Most people don't know that 'Dreamtruder' wasn’t my first storygame — it was only the first one I published. The first 'storygame' I wrote was a planned trilogy with roughly a few thousand words. Despite completing it pretty early on, I didn’t want to publish it until I finished the second installment (and I'm glad I made this choice).
Back then, it was probably worse than a wreck, lol. I didn’t understand choice-based stories, and the protagonist couldn’t make a single action without the reader first choosing it for them. Each page was 1-3 sentences long. But after reading more storygames and ‘finishing’ the second part of the series, I realized the flaws in the first one, and painstakingly went through every page to ensure the minimum word count was 200.
Here’s what I’ll do in your situation:
1) Read through what you’ve written
2) Make notes on the things you like and the things you dislike. This could be the characters, plot twists, the overall theme, etc
3) Check to see if there’s more you like or dislike
If it’s the former, you could probably carry it to a new storygame, add some branches and new choices, refine what you’ve written, proofread everything, and complete it. But if it’s the latter, you’ll probably do what I did with my storygame, ‘Roads to Resistance’: transform it into something entirely new.
Using the notes you took earlier, decide which elements you want to keep in your story and which you'd prefer to change. For instance, if the protagonist is flat but another side character has an interesting personality, you could consider keeping both characters but switching the point-of-view to the more interesting one. Another tip: save snippets of prose or paragraphs which hold promise in another document, and find ways to incorporate these into your new WIP.
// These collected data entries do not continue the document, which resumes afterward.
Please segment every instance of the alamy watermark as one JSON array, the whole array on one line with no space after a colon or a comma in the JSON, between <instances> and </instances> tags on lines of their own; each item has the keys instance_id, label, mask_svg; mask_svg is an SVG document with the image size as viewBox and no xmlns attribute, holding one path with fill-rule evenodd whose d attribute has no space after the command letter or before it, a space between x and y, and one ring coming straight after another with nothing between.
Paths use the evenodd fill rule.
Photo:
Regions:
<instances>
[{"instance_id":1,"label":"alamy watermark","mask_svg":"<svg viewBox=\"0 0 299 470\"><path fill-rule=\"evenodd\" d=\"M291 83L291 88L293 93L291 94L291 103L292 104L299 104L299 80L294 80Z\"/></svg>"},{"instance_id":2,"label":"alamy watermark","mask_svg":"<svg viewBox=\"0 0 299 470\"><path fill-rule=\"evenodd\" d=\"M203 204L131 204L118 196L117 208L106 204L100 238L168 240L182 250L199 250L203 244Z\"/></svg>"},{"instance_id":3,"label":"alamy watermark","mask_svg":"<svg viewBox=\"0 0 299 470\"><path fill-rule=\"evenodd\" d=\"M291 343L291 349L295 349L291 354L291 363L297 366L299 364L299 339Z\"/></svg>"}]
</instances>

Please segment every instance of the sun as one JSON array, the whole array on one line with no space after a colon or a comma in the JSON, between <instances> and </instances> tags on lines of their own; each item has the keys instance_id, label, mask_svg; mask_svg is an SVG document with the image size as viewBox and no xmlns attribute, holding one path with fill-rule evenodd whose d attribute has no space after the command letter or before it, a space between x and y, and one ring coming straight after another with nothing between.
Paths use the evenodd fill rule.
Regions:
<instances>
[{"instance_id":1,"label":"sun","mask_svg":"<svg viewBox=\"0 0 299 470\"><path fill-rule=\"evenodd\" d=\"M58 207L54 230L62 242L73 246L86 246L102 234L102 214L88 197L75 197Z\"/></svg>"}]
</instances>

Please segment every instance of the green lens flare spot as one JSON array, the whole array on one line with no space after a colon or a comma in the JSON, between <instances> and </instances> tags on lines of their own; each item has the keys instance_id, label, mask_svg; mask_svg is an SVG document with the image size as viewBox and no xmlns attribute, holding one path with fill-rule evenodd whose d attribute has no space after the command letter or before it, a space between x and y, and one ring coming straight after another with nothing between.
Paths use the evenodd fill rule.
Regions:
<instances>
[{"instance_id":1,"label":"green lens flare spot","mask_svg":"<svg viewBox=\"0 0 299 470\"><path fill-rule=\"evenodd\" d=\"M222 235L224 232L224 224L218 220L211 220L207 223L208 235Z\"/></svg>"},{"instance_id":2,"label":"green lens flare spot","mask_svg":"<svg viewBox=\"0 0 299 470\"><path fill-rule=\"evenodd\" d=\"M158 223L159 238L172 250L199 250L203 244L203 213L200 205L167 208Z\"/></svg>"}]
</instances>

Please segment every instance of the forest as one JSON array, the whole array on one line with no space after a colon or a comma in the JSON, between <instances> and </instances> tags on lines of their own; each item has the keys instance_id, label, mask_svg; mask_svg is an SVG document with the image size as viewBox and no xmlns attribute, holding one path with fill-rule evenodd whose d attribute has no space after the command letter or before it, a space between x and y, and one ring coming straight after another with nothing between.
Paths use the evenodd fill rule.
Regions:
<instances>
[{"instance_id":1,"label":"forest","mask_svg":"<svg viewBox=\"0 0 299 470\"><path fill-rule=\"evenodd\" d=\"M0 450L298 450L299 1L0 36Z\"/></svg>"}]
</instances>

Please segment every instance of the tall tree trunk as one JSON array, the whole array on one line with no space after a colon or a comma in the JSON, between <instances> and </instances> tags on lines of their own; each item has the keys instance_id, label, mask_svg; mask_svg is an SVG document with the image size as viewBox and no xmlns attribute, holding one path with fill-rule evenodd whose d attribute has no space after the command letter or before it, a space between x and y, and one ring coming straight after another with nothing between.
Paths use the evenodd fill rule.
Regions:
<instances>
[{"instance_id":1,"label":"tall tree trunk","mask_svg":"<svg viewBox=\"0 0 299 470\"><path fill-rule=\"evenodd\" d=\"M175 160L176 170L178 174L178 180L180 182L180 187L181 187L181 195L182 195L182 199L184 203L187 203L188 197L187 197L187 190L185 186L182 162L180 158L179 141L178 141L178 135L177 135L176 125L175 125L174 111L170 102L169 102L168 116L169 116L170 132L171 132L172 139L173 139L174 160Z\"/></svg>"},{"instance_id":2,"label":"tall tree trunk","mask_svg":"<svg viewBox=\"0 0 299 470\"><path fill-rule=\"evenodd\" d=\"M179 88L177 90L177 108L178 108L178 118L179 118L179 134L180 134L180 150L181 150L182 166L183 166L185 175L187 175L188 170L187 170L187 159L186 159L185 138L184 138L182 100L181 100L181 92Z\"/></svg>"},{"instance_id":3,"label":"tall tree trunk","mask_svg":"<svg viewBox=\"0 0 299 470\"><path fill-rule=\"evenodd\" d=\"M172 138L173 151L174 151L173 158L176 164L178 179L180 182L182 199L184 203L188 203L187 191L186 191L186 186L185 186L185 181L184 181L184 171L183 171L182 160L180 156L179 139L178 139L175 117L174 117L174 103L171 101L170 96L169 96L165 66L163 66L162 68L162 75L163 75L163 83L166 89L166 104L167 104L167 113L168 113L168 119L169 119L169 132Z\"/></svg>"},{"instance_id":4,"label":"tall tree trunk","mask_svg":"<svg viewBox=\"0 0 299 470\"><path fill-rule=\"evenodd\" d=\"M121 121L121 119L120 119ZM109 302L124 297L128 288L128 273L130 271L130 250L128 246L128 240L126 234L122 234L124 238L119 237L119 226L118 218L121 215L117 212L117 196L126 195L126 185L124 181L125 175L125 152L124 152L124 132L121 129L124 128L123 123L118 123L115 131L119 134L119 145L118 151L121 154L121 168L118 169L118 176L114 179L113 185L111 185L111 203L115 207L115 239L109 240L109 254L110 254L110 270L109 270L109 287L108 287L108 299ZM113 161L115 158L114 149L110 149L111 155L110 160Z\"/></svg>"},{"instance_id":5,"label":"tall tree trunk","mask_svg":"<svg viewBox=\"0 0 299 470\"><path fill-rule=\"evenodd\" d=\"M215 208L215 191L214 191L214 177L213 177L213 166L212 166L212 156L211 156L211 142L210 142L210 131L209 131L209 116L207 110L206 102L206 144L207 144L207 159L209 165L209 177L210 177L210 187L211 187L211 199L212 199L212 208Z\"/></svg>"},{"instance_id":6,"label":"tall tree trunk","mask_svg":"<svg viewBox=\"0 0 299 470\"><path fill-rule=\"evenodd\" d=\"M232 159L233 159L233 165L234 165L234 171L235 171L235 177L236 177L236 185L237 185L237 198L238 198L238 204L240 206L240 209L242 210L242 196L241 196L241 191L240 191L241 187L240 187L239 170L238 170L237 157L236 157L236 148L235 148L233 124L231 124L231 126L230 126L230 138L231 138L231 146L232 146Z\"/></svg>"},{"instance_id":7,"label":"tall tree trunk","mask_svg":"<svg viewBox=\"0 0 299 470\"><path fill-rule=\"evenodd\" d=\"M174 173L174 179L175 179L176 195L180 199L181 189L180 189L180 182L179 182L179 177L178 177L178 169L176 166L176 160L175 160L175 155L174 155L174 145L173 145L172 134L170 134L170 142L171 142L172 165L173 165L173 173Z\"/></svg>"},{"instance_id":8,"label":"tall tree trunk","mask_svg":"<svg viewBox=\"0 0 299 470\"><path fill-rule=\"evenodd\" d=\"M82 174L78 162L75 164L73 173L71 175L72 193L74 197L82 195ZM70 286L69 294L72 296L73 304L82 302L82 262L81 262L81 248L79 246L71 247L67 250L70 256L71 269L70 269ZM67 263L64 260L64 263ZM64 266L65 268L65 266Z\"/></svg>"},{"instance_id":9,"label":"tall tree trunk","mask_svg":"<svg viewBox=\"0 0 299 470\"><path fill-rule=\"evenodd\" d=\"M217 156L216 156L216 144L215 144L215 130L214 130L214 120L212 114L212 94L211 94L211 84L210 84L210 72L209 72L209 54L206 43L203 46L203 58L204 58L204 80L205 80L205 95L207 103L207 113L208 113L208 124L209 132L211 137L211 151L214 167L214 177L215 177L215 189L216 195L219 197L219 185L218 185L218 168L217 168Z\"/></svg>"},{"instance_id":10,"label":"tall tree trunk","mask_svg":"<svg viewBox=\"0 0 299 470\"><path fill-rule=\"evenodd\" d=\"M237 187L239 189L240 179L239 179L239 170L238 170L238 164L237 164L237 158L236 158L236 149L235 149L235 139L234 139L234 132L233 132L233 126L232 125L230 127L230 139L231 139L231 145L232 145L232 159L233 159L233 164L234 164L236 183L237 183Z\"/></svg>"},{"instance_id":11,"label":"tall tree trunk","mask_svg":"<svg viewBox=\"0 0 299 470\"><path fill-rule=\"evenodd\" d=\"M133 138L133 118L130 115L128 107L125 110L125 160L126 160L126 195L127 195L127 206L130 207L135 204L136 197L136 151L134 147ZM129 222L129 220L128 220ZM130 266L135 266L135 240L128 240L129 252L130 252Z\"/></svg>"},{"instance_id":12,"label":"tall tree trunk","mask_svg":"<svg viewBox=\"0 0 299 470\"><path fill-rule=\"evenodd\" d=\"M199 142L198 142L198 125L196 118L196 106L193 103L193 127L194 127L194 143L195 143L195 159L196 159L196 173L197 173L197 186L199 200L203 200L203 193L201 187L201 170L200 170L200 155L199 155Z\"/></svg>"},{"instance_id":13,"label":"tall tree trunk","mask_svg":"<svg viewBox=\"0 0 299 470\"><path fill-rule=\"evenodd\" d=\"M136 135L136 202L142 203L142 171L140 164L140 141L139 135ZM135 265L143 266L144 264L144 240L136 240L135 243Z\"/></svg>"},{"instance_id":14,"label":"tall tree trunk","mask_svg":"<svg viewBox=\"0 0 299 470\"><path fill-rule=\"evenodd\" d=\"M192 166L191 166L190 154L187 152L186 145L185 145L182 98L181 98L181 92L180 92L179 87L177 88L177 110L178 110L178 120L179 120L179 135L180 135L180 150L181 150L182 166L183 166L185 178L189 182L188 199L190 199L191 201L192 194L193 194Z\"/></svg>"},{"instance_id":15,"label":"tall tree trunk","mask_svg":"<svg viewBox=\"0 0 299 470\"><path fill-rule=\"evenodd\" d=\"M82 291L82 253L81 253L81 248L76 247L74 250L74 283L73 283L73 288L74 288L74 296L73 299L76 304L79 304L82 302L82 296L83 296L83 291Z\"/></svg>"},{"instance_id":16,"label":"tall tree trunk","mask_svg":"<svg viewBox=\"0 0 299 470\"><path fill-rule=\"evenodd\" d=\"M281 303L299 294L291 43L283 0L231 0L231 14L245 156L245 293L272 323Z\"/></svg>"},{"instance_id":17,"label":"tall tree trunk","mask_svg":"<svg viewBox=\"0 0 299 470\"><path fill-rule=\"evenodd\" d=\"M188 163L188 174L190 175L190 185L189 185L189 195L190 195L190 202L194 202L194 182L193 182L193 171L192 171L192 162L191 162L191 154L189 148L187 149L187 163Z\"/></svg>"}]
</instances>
Sustaining interest is important if you want to complete your storygame. I usually get bored when rewriting scenes, so one way to keep yourself inspired is to add new elements. This could be a new setting you’d like to play around with or another side of the characters you wish to explore. Or you could completely change the story’s plot while keeping what you’ve written as a subplot. The brain thrives on novelty, so a tip would be to see your storygame through a new perspective, while keeping true to the integral parts of the narrative.
And if you're wondering what happened to ‘Roads of Resistance’, you probably have seen its second draft. Most of it got condensed into the prologue of ‘Breaker’, with a few extra snippets transferred and reworked into its first chapter.